Since we’ve achieved domain alignment for gmx.net, this email will most likely pass spam filters, even with strict DMARC policies! But wait, if other domains also use the outbound SMTP server of GMX to send emails, can’t we spoof them as well? Let’s see! By analysing the SPF record of web.de, we can see that the outbound SMTP IP address of GMX 212.227.15.15 is included as well! 

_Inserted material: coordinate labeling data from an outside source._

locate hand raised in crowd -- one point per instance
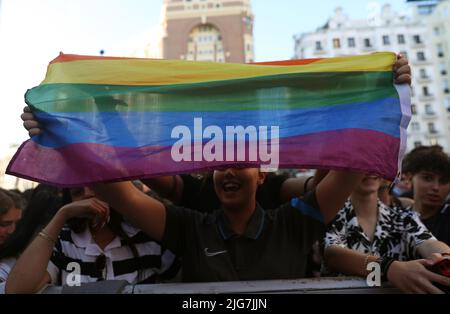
(414, 277)
(402, 71)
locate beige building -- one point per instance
(208, 30)
(439, 42)
(411, 34)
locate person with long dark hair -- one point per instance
(98, 240)
(42, 205)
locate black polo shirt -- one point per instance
(275, 244)
(439, 224)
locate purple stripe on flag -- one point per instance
(348, 149)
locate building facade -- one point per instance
(208, 30)
(386, 30)
(439, 41)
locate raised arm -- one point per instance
(295, 187)
(347, 261)
(143, 211)
(169, 187)
(333, 191)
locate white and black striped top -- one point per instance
(153, 264)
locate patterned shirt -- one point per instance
(397, 235)
(119, 263)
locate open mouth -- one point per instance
(231, 186)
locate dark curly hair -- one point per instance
(427, 158)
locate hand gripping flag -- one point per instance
(111, 119)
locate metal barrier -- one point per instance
(335, 285)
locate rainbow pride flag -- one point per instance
(110, 119)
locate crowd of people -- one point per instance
(233, 224)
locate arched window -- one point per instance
(205, 44)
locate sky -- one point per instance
(32, 33)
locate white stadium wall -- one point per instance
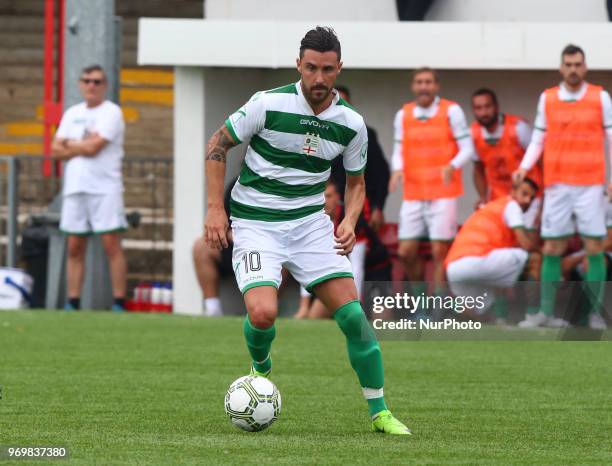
(516, 58)
(379, 94)
(385, 10)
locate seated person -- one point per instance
(492, 248)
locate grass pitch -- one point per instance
(148, 389)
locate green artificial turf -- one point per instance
(148, 389)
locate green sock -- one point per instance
(595, 278)
(259, 342)
(551, 275)
(500, 308)
(364, 353)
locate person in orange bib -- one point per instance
(500, 140)
(571, 126)
(492, 247)
(432, 143)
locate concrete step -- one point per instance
(13, 109)
(161, 8)
(21, 91)
(25, 74)
(30, 23)
(22, 55)
(22, 7)
(30, 39)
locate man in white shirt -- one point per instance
(90, 140)
(432, 143)
(573, 122)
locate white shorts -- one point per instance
(608, 212)
(357, 258)
(436, 220)
(568, 209)
(531, 216)
(85, 214)
(304, 246)
(481, 275)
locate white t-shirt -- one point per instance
(513, 215)
(457, 122)
(100, 174)
(523, 133)
(536, 146)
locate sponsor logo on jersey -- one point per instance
(314, 124)
(310, 144)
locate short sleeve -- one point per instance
(457, 122)
(540, 120)
(355, 156)
(398, 126)
(248, 119)
(110, 125)
(523, 132)
(63, 129)
(513, 215)
(606, 106)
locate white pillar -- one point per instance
(188, 185)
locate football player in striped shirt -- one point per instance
(277, 214)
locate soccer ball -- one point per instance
(252, 403)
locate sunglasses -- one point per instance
(96, 82)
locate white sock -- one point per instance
(213, 306)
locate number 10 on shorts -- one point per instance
(248, 269)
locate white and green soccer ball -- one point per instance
(252, 403)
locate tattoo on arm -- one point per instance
(218, 146)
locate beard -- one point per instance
(487, 121)
(318, 97)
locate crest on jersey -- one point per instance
(310, 146)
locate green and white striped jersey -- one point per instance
(289, 157)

v=spf1 ip4:212.227.126.128/25 ip4:212.227.15.0/25 ip4:212.227.17.0/27 ip4:217.72.192.248/29 ip4:82.165.159.0/26 ip4:217.72.207.0/27 ip4:217.72.192.64/26 ip4:82.165.229.130 ip4:82.165.230.22 ~all 

Now, we can change the SMTP smuggling message data accordingly (Figure 18). 

Figure 19 — Successful cross-domain SMTP smuggling from GMX to Fastmail using web.de as the sender domain.
Figure 19 — Successful cross-domain SMTP smuggling from GMX to Fastmail using web.de as the sender domain.

To simulate a real-life scenario, we specify a different receiver email address for the first message and only send the smuggled message (Figure 19) to the target. 

Censored (real) profile picture associated with admin@web.de.
Figure 20 — Censored (real) profile picture associated with admin@web.de.

In this case, our target would even see the associated profile picture (in this case of the real admin@web.de user), like in Figure 20! 

Figure 21 — Sending message data via BDAT.
Figure 21 — Sending message data via BDAT.

And again, the SPF verification checks out!

Received-SPF: pass 

    (web.de: 212.227.17.22 is authorized to use 'admin@web.de' in 'mfrom' identity (mechanism 'ip4:212.227.17.0/27' matched)) 

    receiver=mx4.messagingengine.com; 

    identity=mailfrom; 

    envelope-from="admin@web.de"; 

    helo=mout.gmx.net; 

    client-ip=212.227.17.22 

Now, you might think that this was already cool, but we’re just getting started! 

Even though we initially only analysed GMX, the problem is far worse than it seemed at first. Like many big email providers, GMX is using a custom SMTP server called NemesisSMTPd. Since GMX is part of Ionos, emailing services provided by Ionos are also using Nemesis SMTPd.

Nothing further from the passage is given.